Metaprogramming is the process of creating metaprograms. Typically, programs read input data, process that data, and output some data. Metaprograms read another program, alter it, and then re-return the modified program. Metalanguage is the language to create metaprograms.
The AI known as Skynet becomes sentient in James Cameron’s blockbuster movie The Terminator and starts a full-scale war against humans. This event, referred to as J-Day, takes place on June 18, 2021, in one of the franchise’s numerous incarnations. The movie accurately depicted how interconnectedness and intelligent systems will grow to be essential to our way of life, even if complete sentience and general intelligence are still theoretical concepts in computer science.
What, though, is sentience?
That is a challenging topic that philosophy has been attempting to answer for hundreds of years. One that science has not even been able to address fully. Most people would agree that any sentience that resembles a human will, at the very least, allow for self-awareness and self-actualization.
For instance, I can examine how I view the world and consider my prejudices. I can alter my mental patterns and, as a result, my view on life if I work hard enough. A third party, such as an engineer or software developer, must rewrite the code to modify the software. At least, that is how it has been up until now, but self-writing software is not as far off as one may believe.
Metaprogramming: What Is It?
Through the metaprogramming approach, a program may read, analyze, and alter other programs as well as itself by treating them as data.
It is a program that writes other programs, in other words. The idea is not very novel, despite how absurd it may seem. For instance, I could create a script that scans my code and flags every line that needs an indent; I could even configure it to do so automatically.
Metaprogramming has existed at least since the 1970s. So why bring it up now?
As we have previously said, current CPUs and GPUs have seen an enormous increase in processing power and speed over the past two decades, contributing significantly to the exponential rise of artificial intelligence. We already have all the necessary components for a new paradigm in metaprogramming. Consider a repository of open-source software with hundreds of millions of lines of code. Imagine software that collects all that code, uses natural language processing to understand the comments, and then feeds that information to a machine learning algorithm that learns to anticipate the following line of code based on the last lines of code. Add intriguing advancements in inferential algorithms, extensive data, and data collection.
It resembles a chatbot or generative language algorithm that predicts the following step in a logical sequence using information from the past.
There are already programs like this. They go by names like Github Copilot, IntelliCode, SecondMate, Tabnine, and many others. These all promise an AI assistant to create safe code and assist software engineers in solving challenging problems. Some of them are paid, and others are open source. Is this a good thing, though?
What advantages does metaprogramming offer?
Metaprogramming offers several advantages:
Extensible: Since code is handled as data, extending applications is simple. You may add metadata to add code.
Performance: Everything is concatenated into a string and performed rather than having variables in memory and transferring them around. Abstractions are possible by metaprogramming with no performance cost.
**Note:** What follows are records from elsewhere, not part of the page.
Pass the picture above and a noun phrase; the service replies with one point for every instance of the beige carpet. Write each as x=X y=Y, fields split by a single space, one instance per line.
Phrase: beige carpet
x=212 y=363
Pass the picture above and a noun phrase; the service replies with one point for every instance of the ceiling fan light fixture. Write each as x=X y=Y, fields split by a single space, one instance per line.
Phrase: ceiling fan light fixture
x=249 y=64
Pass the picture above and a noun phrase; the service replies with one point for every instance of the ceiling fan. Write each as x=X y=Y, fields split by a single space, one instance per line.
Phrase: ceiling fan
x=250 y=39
Pushing calculations from runtime to compile time may be possible with it.
Programmers may tune programs to specific architectures with the aid of metaprograms. Programs with specialized efficiency perform better than those with generic inefficiency.
Less Code: Over time, metaprogramming automates code writing and lowers manual labor. The usage of macros (such as those found in C or C++) speeds up development and encourages code reuse. Recurring code patterns can be abstracted and reused even when functions, generics, or classes cannot do so.
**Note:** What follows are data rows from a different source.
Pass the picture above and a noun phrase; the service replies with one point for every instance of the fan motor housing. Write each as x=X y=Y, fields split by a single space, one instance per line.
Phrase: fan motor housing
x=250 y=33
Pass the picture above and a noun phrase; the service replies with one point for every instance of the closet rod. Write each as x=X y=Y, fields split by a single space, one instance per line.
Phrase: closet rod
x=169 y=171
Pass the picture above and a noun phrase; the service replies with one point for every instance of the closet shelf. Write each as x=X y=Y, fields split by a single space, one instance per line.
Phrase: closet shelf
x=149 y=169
Correctness: We do not want to manually translate code from a high-level language to machine code or bytecode. Manual processes make it simple to add mistakes. Metaprograms assist with such time-consuming yet essential activities.
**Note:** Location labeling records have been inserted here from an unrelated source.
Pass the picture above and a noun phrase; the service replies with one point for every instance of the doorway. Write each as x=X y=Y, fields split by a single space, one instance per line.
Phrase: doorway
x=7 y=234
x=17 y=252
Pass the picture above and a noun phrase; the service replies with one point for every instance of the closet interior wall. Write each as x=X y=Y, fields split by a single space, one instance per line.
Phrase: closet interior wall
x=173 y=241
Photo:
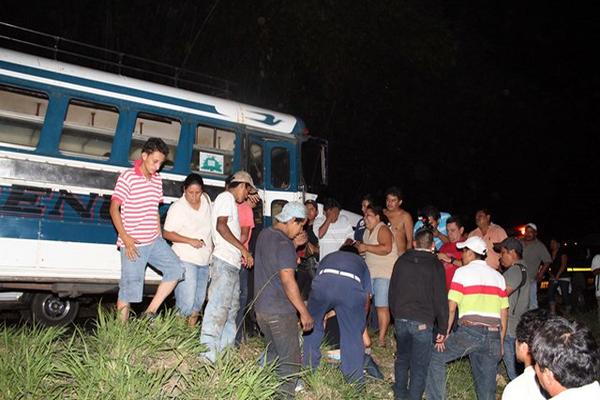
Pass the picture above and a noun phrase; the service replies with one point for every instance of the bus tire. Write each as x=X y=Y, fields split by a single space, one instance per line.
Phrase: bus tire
x=50 y=310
Reasoning: Metaprograms like flow analyzers and type checkers aid in learning program characteristics, validating behavior, and enhancing performance.
What are some of the difficulties or drawbacks?
There are a lot of unresolved issues in both theories and practices of metaprogramming. Metaprogramming using C++ templates is not appealing. For metaprogramming, Scala has to redesign its implementation completely. MetaOcaml has keyboarding issues. There is no standard nomenclature. There is no mature tooling. For instance, debugging metaprograms is challenging.
Strings from unreliable sources might result in unsafe code when executed as code. Languages, however, could offer some assistance to make it safer. For metaprogramming, for instance, decorators in Python are more secure than strings.
Writing code as strings makes it harder to read and increases the chance of problems. With strings, numerous regular expressions are used. Unexpected results may appear when strings cannot be digested owing to a programming fault. For novices, metaprogramming gets harder.
It will be challenging for someone who doesn’t grasp the language structures to comprehend other people’s metaprograms, such as macros in Lisp.